One of the bright spots in our fumbling, bumbling economy is the progress of urban and suburban farming, especially in connection with farmers’ markets. But there is another aspect of this coming together of city and country that needs more innovative thinking. I was traveling through Shaker Heights and Cleveland Heights in Cleveland, Ohio, recently and was struck by how much of this beautiful, old, well-heeled residential area is really old growth forest with houses in it. And I mean real, old growth forest—lots of huge trees towering over the castle-like residences so densely that the houses are almost hidden from view.

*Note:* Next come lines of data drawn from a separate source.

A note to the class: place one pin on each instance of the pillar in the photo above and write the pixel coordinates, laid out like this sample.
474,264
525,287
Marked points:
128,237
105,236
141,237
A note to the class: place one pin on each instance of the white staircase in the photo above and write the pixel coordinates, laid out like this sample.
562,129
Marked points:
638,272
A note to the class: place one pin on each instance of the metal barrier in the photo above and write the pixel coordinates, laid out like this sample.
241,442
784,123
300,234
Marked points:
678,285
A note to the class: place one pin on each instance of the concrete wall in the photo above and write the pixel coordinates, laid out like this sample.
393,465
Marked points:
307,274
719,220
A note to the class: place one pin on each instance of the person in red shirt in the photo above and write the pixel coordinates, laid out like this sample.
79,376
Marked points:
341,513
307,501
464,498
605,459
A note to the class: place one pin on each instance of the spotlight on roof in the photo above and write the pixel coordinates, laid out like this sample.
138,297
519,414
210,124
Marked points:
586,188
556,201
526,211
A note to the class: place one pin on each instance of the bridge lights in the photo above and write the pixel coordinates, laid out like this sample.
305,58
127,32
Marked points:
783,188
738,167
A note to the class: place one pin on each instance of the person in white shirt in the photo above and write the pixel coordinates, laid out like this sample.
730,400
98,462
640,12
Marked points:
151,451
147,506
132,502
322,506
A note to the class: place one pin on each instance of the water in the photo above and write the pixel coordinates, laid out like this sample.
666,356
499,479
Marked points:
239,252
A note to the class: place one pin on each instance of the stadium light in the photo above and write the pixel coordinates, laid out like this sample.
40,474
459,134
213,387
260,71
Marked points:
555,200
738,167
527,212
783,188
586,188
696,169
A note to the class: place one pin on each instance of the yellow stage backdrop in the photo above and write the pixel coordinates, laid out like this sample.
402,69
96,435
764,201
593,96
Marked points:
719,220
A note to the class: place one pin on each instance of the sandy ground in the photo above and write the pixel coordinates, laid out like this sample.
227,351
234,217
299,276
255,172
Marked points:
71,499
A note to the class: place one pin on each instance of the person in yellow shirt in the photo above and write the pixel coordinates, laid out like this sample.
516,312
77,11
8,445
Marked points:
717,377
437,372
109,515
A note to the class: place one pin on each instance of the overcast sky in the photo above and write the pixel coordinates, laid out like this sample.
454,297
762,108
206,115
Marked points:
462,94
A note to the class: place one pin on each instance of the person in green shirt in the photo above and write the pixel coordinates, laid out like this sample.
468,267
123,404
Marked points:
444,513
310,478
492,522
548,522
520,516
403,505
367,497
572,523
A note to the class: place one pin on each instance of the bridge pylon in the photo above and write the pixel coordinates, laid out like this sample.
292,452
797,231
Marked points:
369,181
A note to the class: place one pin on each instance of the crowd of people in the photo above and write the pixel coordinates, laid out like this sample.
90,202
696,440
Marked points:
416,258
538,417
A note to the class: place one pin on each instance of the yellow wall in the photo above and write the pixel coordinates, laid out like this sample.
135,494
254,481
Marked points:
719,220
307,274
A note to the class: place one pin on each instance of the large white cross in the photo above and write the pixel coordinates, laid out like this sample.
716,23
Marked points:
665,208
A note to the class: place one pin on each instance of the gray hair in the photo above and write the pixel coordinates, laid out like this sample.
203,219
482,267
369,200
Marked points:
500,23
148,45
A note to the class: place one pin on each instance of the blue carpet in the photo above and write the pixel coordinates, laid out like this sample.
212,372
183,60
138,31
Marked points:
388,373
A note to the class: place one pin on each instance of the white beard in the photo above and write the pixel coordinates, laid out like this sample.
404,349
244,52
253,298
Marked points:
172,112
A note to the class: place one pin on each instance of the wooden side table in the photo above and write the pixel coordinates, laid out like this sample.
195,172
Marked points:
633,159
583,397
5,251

My first thought was how much people love trees because there is considerable risk involved when these trees inevitably die or age enough so that storms drop them on the houses. My next thought was to try to calculate how much wood was growing here in this urban forest which will probably end up in a landfill. Oddly enough, the answer to both potential problems is the same.

Let us take, just for discussion purposes, five square miles of this kind of urban forest. A mile square is 640 acres, so five miles square would be 3200 acres. An acre of established woodland can produce a cord of wood a year without diminishing itself, so the experts agree. With good forestry practices it can do better than that, but let’s go with that figure. Let’s assume that every acre in this old growth urban forest would produce half a cord a year because the houses and lawns take up some of the room. So this tract in Cleveland could be producing 1600 cords of wood a year. At let’s say $200 a cord (more than that as a replacement for heating oil right now), that’s $320,000 a year.

Now try to imagine how many wooded urban acres there are in this country. We’re talking millions and millions and millions of dollars in wood mostly going to waste due to a lack of planning and management. The main problem is that we don’t think in tree time.  Humans are lucky to live 80 to 90 years. The life cycle of trees is twice that at least, but it is, nevertheless a cycle. We tend to think of our beloved trees as monuments but they are living things. We should be planting them and harvesting them on a schedule of about eighty to a hundred years to take advantage of their value as lumber or fuel while avoiding most of the possibility of storm damage. The issue is increasingly pertinent, especially now that power companies are again thinking seriously of using wood for some of its electrical generation.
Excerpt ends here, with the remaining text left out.